Vainly striving to overcome her emotion, she exclaimed excitedly—

“I—I was unprepared—I did not think you loved me, Vladimir. Do you doubt I care for you? Have you not seen it? Mon Dieu! my married life has been only a grim and dismal tragedy. I loved no man until I met you!”

“Do you really think sometimes of me, Princess?” I asked, scarcely believing the truth.

“To you I am Irene,” she said in pretty broken English. “All my life has been wasted hitherto. You have asked me; I have give you answer. I love only you. Some day you will know me better. Now, you know me only for the mad passion I bear for you. But yourself shall make satisfy of my past, my truth, my honour, and—and I shall get—what you call—divorce from the Prince, and we two will marry—eh? Of you I ask not one single question. You are my lover, the only man for whom I have affection, and—and in return I am your serf.”

She buried her flushed face upon my shoulder and sobbed.

Taking her in my arms, I swore to her everlasting constancy. All my heart was in the declaration. In the glamour of that hour we were reckless and egotistical as most lovers, heedless of the shadow that was growing up behind the sunshine of our happy vows of undying affection. When she grew calm, she looked up searchingly into my eyes and said: “You cannot understand me. You do not know the bitterness of my life.”

“No, Irene. Tell me about yourself,” I said.

Hesitatingly she seated herself in a wicker chair, and motioned me to a seat at her side.

“No, no,” I said, laughing. “At your feet, Princess; always at your feet,” and, casting myself upon a low footstool, I took her hand in mine.

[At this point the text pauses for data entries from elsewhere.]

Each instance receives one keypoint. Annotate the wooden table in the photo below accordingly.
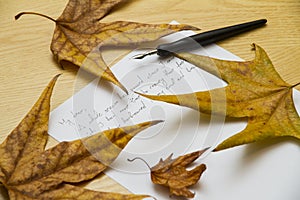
(27, 63)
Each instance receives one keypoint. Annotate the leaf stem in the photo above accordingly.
(295, 85)
(139, 158)
(33, 13)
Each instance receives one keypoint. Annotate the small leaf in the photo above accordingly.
(79, 31)
(255, 91)
(172, 173)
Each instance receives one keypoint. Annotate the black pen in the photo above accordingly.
(202, 39)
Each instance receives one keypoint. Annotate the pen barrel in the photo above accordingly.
(205, 38)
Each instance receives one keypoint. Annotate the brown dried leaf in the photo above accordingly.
(79, 31)
(27, 171)
(172, 173)
(255, 90)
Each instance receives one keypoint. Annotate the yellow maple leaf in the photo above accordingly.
(255, 91)
(173, 174)
(28, 171)
(79, 31)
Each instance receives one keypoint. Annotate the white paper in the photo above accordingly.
(268, 170)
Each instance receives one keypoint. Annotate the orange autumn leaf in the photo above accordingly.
(254, 91)
(79, 31)
(172, 173)
(28, 171)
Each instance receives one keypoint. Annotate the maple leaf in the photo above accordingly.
(255, 91)
(79, 31)
(28, 171)
(173, 174)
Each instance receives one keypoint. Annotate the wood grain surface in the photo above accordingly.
(27, 63)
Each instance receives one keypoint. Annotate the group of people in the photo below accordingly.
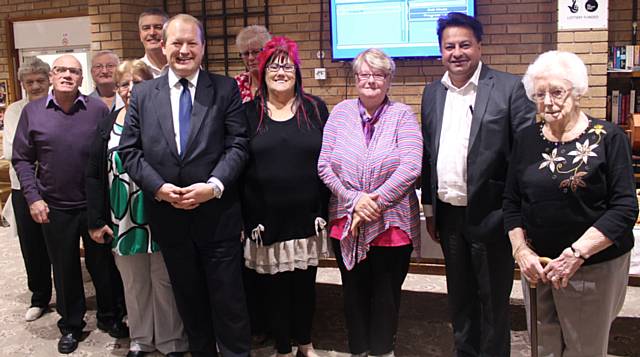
(218, 197)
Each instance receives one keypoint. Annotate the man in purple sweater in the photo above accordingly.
(54, 133)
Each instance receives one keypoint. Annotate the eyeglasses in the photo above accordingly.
(557, 95)
(275, 67)
(73, 70)
(127, 84)
(100, 66)
(248, 53)
(378, 77)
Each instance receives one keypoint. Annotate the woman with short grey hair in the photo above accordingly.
(570, 196)
(34, 78)
(371, 158)
(249, 42)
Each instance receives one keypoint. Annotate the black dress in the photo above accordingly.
(284, 201)
(556, 191)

“My life has been wasted,” she said mournfully. “My mother was French; my father an Imperial Councillor of Russia. My earlier life was passed at Moscow, and afterwards at the Court at Petersburg. I was forced by my father to marry the Prince, who, as you are well aware, is rich and powerful. But, ma foi! from the first he treated me cruelly. Within six months of our marriage he commenced to ill-use me brutally; indeed, I bear upon my body the scars of his violence. The world was débonnaire while I was triste and downcast, for I found he had a liaison with a French danseuse. I bore his insults and blows until I was in fear of my life; then I came here.”